How to Get the Real Code List
Go to the CMS coverage database and your MAC's LCD portal. Search for "blood counts" or the relevant LCD number for your jurisdiction. The LCD will list every covered CPT code, the covered ICD-10 codes that establish medical necessity, and any frequency or billing limitations.
Common CPT codes associated with blood count testing in Medicare billing include codes in the 85000–85999 range of the CPT code set. That range covers hematology and coagulation.

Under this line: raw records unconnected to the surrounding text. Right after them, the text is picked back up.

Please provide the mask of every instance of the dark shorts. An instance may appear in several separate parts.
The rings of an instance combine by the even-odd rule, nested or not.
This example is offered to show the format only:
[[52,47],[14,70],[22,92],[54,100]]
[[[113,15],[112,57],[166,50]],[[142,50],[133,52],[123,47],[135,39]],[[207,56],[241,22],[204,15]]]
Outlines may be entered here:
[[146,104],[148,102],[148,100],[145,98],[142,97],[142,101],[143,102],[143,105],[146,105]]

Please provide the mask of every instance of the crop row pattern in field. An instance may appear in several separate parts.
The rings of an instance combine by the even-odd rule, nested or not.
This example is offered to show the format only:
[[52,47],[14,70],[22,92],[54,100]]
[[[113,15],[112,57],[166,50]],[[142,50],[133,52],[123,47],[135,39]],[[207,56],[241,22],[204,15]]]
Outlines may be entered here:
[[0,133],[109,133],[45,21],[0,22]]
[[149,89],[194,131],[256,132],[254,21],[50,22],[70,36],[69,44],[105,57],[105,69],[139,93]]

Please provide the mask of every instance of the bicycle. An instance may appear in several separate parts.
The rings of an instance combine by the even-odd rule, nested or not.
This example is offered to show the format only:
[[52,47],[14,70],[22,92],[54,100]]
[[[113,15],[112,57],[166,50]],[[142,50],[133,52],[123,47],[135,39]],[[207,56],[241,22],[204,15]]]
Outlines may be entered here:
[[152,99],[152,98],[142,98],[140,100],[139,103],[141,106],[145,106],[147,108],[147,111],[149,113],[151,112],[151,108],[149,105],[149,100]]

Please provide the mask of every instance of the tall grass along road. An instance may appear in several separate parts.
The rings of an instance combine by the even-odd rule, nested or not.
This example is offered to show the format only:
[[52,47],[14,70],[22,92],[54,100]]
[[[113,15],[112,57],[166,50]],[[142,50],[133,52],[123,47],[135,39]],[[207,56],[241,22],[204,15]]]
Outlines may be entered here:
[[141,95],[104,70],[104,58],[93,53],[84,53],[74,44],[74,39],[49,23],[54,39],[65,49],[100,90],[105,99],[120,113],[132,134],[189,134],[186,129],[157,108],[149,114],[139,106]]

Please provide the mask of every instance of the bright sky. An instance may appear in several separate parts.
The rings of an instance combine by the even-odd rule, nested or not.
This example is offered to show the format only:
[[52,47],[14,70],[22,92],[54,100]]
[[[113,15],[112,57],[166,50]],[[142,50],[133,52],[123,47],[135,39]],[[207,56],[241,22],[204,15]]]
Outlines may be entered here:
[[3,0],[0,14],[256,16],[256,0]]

But confirming which specific codes fall under this CMS policy modification requires the full policy document—not an assumption based on category.
Why This Gap Matters
When a policy is modified but the code list isn't published in the summary, it often means one of two things: the code list didn't change (and the modification affects criteria or documentation requirements), or the code list update is pending MAC-level action. Either way, your billing team should verify before May 15, 2026—not after your first denial.